Durango Mountain Resort, a member of the National Ski Areas Association, makes snow earlier this season. The NSAA, a trade group, recently filed suit against the Forest Service over a clause in ski area permits that could jeopardize their water rights./Photo by Stephen Eginoire |
The fight for the right
Ski Association sues Forest Service over water rights clause
by Tracy Chamberlin
The fight for water rights is headed to court after the U.S. Forest Service added a new clause to ski-area permit applications, requiring them to transfer ownership of some water rights to the United States.
The fight for water rights is headed to court after the U.S. Forest Service added a new clause to ski-area permit applications, requiring them to transfer ownership of some water rights to the United States.
The National Ski Areas Association filed a lawsuit against the Forest Service and the U.S. Department of Agriculture on Jan. 10 challenging the new clause, which they say amounts to an “unconstitutional taking of property.”
“We greatly value our longstanding and successful partnership with the United States Forest Service,” said NSAA President Michael Berry. “… But water rights are simply too critical and valuable to our operations not to defend ourselves against this outright taking of private property by the U.S. government.”
The USFS said the purpose of the new clause was to protect ski area operations for the long term. By attaching the water rights to the United States, they are attached to the public lands and could not be parted out or sold off, assuring future buyers that the water would be there.
The nine-page clause, called Clause D-30, went into effect Nov. 8 last year. Three ski areas, whose permits had expired, were forced to sign the document in order to renew their permits for the 2011-12 season: Alpine Meadows in California; Stevens Pass in Washington; and Powderhorn, near Grand Junction.
Any ski area or resort whose permits expire next season could find themselves in the same situation.
In the document, the Forest Service requires ski areas and resorts to transfer ownership of several types of water rights, including rights that have been purchased by the ski areas, to the United States. It even gives the Forest Service power of attorney in certain circumstances.
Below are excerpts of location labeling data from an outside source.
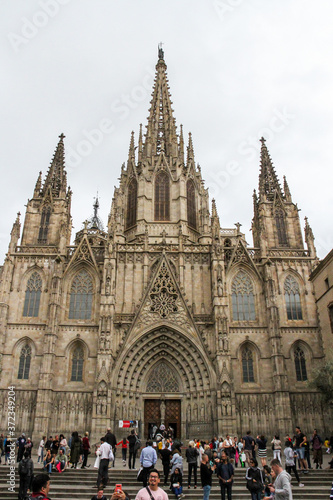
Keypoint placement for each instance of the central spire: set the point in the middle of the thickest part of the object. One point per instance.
(161, 135)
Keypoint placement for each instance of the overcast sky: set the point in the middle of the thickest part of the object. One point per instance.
(238, 69)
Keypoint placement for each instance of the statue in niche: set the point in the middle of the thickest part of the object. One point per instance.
(162, 410)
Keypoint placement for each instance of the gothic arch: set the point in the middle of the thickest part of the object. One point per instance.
(163, 344)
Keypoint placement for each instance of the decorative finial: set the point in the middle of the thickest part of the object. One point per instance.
(160, 51)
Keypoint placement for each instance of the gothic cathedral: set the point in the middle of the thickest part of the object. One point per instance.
(166, 316)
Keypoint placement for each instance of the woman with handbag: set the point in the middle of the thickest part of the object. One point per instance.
(254, 480)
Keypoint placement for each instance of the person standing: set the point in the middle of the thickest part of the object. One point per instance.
(317, 443)
(132, 440)
(300, 449)
(106, 456)
(165, 454)
(254, 480)
(86, 450)
(192, 460)
(25, 470)
(225, 474)
(290, 455)
(148, 459)
(282, 486)
(206, 472)
(153, 490)
(248, 444)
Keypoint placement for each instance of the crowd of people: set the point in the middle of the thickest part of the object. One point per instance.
(218, 458)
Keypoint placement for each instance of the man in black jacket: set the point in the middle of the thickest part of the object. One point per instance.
(25, 469)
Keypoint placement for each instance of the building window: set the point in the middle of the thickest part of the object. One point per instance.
(330, 314)
(81, 296)
(77, 364)
(24, 366)
(293, 299)
(131, 203)
(247, 365)
(44, 225)
(32, 295)
(242, 298)
(191, 212)
(281, 227)
(300, 365)
(162, 197)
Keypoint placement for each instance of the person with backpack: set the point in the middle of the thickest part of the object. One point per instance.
(254, 480)
(40, 487)
(25, 470)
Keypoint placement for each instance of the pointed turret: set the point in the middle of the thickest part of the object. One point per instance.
(38, 186)
(286, 189)
(56, 179)
(268, 181)
(161, 129)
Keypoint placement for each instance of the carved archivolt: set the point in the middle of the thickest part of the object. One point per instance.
(167, 346)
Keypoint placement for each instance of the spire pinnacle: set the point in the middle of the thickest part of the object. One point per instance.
(56, 175)
(268, 181)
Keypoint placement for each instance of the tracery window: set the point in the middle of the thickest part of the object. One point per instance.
(300, 365)
(24, 365)
(247, 364)
(77, 364)
(162, 379)
(293, 299)
(81, 296)
(32, 295)
(163, 294)
(131, 203)
(191, 212)
(44, 225)
(281, 227)
(243, 308)
(162, 197)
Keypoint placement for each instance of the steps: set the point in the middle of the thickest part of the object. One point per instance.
(81, 485)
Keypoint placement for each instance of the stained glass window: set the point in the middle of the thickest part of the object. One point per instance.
(300, 365)
(77, 364)
(24, 366)
(131, 203)
(44, 225)
(293, 299)
(81, 296)
(281, 227)
(32, 295)
(191, 212)
(242, 298)
(162, 197)
(247, 365)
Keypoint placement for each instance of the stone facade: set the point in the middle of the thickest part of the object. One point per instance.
(165, 316)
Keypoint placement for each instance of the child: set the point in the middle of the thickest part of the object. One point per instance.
(176, 480)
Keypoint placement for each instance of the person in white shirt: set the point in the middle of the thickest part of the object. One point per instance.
(105, 457)
(152, 490)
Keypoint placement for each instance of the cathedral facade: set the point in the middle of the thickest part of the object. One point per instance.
(166, 316)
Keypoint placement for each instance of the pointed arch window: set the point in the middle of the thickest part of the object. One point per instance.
(191, 211)
(162, 197)
(281, 227)
(132, 193)
(32, 295)
(243, 308)
(81, 294)
(24, 365)
(292, 298)
(77, 364)
(44, 225)
(247, 364)
(300, 365)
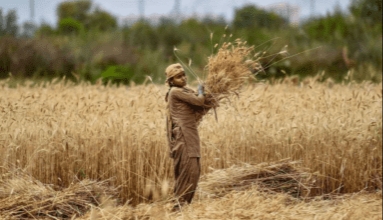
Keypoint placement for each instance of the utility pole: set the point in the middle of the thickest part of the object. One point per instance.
(32, 8)
(177, 8)
(312, 8)
(141, 8)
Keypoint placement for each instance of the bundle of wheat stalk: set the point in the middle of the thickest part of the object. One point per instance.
(22, 197)
(228, 70)
(282, 176)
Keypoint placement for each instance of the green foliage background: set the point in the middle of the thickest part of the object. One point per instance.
(88, 44)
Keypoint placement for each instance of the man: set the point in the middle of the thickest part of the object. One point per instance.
(185, 109)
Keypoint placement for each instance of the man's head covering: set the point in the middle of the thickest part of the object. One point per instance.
(172, 70)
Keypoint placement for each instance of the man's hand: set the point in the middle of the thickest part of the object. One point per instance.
(201, 89)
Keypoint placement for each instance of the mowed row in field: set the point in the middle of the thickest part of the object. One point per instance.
(61, 133)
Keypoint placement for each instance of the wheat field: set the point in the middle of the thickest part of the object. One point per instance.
(61, 133)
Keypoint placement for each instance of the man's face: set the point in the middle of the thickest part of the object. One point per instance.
(180, 80)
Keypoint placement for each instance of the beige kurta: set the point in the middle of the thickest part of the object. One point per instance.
(185, 111)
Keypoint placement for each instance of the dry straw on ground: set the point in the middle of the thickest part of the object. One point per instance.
(228, 70)
(282, 176)
(23, 197)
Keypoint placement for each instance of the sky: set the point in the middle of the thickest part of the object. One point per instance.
(45, 10)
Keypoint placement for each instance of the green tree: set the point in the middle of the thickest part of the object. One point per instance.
(251, 17)
(70, 26)
(29, 29)
(142, 35)
(101, 20)
(81, 11)
(78, 10)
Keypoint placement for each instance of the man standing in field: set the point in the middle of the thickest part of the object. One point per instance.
(185, 109)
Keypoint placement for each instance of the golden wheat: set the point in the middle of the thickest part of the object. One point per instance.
(61, 133)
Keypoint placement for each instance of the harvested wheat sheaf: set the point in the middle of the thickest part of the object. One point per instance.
(228, 70)
(23, 197)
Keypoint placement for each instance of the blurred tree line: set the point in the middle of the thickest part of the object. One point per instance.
(88, 43)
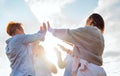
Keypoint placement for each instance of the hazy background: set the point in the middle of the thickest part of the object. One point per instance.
(65, 14)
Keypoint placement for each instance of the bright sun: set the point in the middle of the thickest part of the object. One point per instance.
(49, 44)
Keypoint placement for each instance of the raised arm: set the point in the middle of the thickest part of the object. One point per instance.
(34, 37)
(68, 35)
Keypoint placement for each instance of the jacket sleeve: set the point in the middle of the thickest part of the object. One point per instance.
(69, 35)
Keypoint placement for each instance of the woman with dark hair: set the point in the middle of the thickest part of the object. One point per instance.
(88, 47)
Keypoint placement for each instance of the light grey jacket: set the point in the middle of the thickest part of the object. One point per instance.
(19, 52)
(88, 42)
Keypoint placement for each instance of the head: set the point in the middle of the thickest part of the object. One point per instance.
(14, 28)
(96, 20)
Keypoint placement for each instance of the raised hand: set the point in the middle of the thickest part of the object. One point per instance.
(58, 53)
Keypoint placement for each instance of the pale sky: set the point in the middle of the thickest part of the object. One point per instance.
(67, 14)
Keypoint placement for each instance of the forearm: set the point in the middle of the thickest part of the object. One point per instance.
(61, 63)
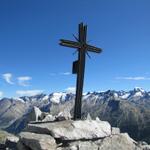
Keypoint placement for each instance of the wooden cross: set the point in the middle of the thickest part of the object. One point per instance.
(79, 65)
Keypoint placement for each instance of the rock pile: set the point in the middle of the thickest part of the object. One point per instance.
(62, 133)
(76, 135)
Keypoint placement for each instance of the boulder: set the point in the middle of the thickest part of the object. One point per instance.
(73, 130)
(115, 142)
(115, 130)
(35, 114)
(37, 141)
(65, 115)
(48, 118)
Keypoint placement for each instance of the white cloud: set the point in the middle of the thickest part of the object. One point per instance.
(24, 80)
(52, 74)
(133, 78)
(28, 92)
(1, 94)
(61, 73)
(70, 90)
(7, 77)
(65, 73)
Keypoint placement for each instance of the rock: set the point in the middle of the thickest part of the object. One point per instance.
(118, 142)
(63, 116)
(115, 142)
(35, 114)
(48, 118)
(144, 145)
(115, 130)
(21, 146)
(37, 141)
(73, 130)
(88, 117)
(11, 142)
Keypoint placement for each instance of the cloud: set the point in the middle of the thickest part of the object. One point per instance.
(1, 93)
(70, 90)
(61, 73)
(65, 73)
(133, 78)
(7, 77)
(28, 92)
(52, 74)
(24, 80)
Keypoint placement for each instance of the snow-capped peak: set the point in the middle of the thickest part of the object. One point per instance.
(57, 97)
(139, 89)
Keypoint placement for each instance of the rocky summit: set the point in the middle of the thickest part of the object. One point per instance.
(68, 134)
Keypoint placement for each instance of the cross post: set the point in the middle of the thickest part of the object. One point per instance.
(79, 65)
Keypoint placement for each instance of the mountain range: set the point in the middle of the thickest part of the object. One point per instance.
(128, 110)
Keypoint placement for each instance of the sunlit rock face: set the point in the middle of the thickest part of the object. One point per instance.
(108, 105)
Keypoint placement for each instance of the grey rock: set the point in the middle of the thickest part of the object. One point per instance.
(73, 130)
(48, 118)
(65, 115)
(21, 146)
(35, 115)
(115, 130)
(88, 117)
(37, 141)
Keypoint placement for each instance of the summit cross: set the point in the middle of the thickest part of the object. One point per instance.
(79, 65)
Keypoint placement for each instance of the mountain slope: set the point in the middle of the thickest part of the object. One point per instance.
(128, 110)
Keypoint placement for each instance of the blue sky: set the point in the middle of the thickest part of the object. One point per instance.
(32, 61)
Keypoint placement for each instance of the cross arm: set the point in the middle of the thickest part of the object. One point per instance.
(69, 43)
(93, 49)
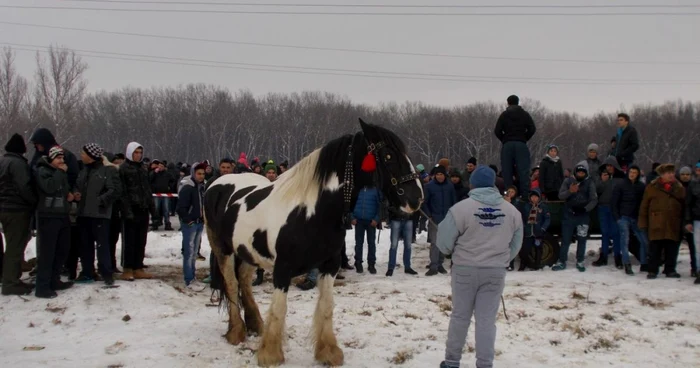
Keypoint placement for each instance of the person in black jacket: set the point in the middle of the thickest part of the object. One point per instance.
(190, 211)
(17, 202)
(53, 223)
(162, 182)
(627, 141)
(97, 191)
(137, 203)
(551, 174)
(626, 200)
(460, 190)
(514, 129)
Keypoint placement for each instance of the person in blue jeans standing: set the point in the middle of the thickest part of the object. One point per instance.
(365, 218)
(401, 226)
(626, 201)
(190, 210)
(579, 194)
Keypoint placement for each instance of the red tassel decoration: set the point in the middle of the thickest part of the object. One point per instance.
(369, 164)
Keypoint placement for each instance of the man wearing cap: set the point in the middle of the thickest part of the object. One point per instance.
(483, 234)
(17, 202)
(661, 216)
(97, 191)
(581, 198)
(440, 195)
(514, 129)
(53, 223)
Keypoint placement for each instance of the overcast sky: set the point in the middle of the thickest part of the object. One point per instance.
(612, 38)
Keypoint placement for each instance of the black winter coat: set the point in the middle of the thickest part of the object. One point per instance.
(53, 189)
(16, 190)
(627, 198)
(551, 175)
(137, 189)
(515, 125)
(627, 146)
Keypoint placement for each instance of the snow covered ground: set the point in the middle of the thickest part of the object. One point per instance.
(593, 319)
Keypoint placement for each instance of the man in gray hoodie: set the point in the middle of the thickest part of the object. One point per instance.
(483, 233)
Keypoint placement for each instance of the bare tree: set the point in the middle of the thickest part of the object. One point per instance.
(13, 95)
(60, 87)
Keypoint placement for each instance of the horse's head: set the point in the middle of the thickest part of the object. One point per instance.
(396, 175)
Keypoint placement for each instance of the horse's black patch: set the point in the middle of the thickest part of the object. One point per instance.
(254, 199)
(260, 244)
(241, 193)
(243, 253)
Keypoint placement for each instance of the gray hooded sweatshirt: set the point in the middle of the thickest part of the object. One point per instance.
(481, 231)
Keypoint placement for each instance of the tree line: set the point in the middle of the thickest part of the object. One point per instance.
(196, 121)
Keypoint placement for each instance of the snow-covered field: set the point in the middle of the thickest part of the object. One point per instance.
(568, 319)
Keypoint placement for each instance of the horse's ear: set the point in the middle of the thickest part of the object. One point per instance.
(368, 130)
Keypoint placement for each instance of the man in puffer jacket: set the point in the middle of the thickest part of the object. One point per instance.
(580, 195)
(191, 213)
(366, 219)
(440, 195)
(137, 203)
(483, 233)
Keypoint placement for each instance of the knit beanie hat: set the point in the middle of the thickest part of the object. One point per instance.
(483, 177)
(93, 151)
(439, 169)
(54, 152)
(16, 145)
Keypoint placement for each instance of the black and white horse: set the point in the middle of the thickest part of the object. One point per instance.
(296, 224)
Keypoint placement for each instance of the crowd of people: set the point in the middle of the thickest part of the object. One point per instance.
(79, 208)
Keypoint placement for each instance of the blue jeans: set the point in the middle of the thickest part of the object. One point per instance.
(627, 224)
(516, 154)
(191, 240)
(609, 230)
(404, 227)
(362, 227)
(574, 226)
(162, 210)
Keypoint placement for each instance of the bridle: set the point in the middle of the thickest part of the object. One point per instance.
(376, 149)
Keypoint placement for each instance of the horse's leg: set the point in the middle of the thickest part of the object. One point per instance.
(236, 328)
(326, 349)
(270, 352)
(253, 319)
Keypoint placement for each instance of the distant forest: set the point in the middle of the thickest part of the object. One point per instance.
(196, 122)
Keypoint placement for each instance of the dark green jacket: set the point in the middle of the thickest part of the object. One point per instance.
(98, 188)
(53, 188)
(16, 188)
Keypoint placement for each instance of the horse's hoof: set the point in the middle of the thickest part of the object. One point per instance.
(330, 355)
(235, 336)
(270, 358)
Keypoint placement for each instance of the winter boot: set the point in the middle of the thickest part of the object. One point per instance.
(618, 262)
(259, 274)
(602, 261)
(538, 258)
(140, 274)
(128, 274)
Also any resort or ski area requesting a permit must also agree to waive any claim to compensation for the water rights, for costs connected with dividing or transferring the water rights, or for costs related to the operation and maintenance of facilities.
“These are valuable private property rights which the Forest Service now wants for free,” said Glenn Porzak, an attorney for the Boulder-based firm Porzak Browning & Bushong, during testimony before Congress late last year.
In his testimony before the House of Representatives Natural Resources Subcommittee, Porzak laid out the ski industry’s concerns with the new clause, and commented on possible litigation if the Forest Service was unwilling to continue negotiations.
Porzak said the USFS claim to ownership of the water rights is no different than if it claimed ownership of the gondolas, chairlifts, snowcats, snowmobiles or any other property the resorts and ski areas own and need to run their businesses.
He added that this issue extends beyond ski areas, and could impact any business or entity that has water rights associated with Forest Service lands including cities, counties, marinas, summer resorts, ranchers, and mining or utility companies.
“All water rights owners, not just ski areas, should be concerned about this precedent,” said Porzak, whose firm has also represented Durango Mountain Resort on water supply projects.
Porzak, along with other federal and state officials, asked the USFS to delay implementation of the clause, reconsider its language and possibly start over.
Colorado Gov. John Hickenlooper and Sens. Mark Udall, D-Colo., and Michael Bennet, D-Colo., joined Reps. Scott Tipton, R-Colo., and Jared Polis, D-Colo., as well as several politicians form other states joined the NSAA asking the Forest Service to take another look at the controversial clause.
However, the Forest Service refused, forcing the NSAA to file the suit in federal court, requesting a judicial review and injunction.
The lawsuit requests an injunction to set aside the directive on the grounds it is “arbitrary, capricious, in excess of the Forest Service’s statutory authority, compels an uncompensated taking of private property, and was adopted without public notice or an opportunity to comment.”
The USFS has been issuing ski-area permits under a 2004 regulation. Porzak stated in his testimony that these regulations have been working for both parties involved, and the new clause does not add any additional protections to Forest Service lands. He sees no reason for the change.
“Ski areas have been excellent stewards of these resources and are in the best position to protect these water rights,” Porzak said. “They have the expertise, staffing and resources necessary to maintain them.”
Ninety percent of skiers and snowboarders across the nation visit NSAA members every year. Out of the 321 members of the nonprofit trade association for ski area owners and operators, 121 operate on Forest Service lands and 21 operate on Forest Service lands in Colorado.
Durango Mountain Resort is one of those resorts.
Sitting in the San Juan National Forest, DMR has often negotiated with the USFS concerning not just ski-area permits, but also land use regulations and development projects.
“Water and water rights are critical to ski area operations,” said Kim Oyler, director of communications at DMR. “That’s why the industry is supporting NSAA’s efforts to get this issue resolved.”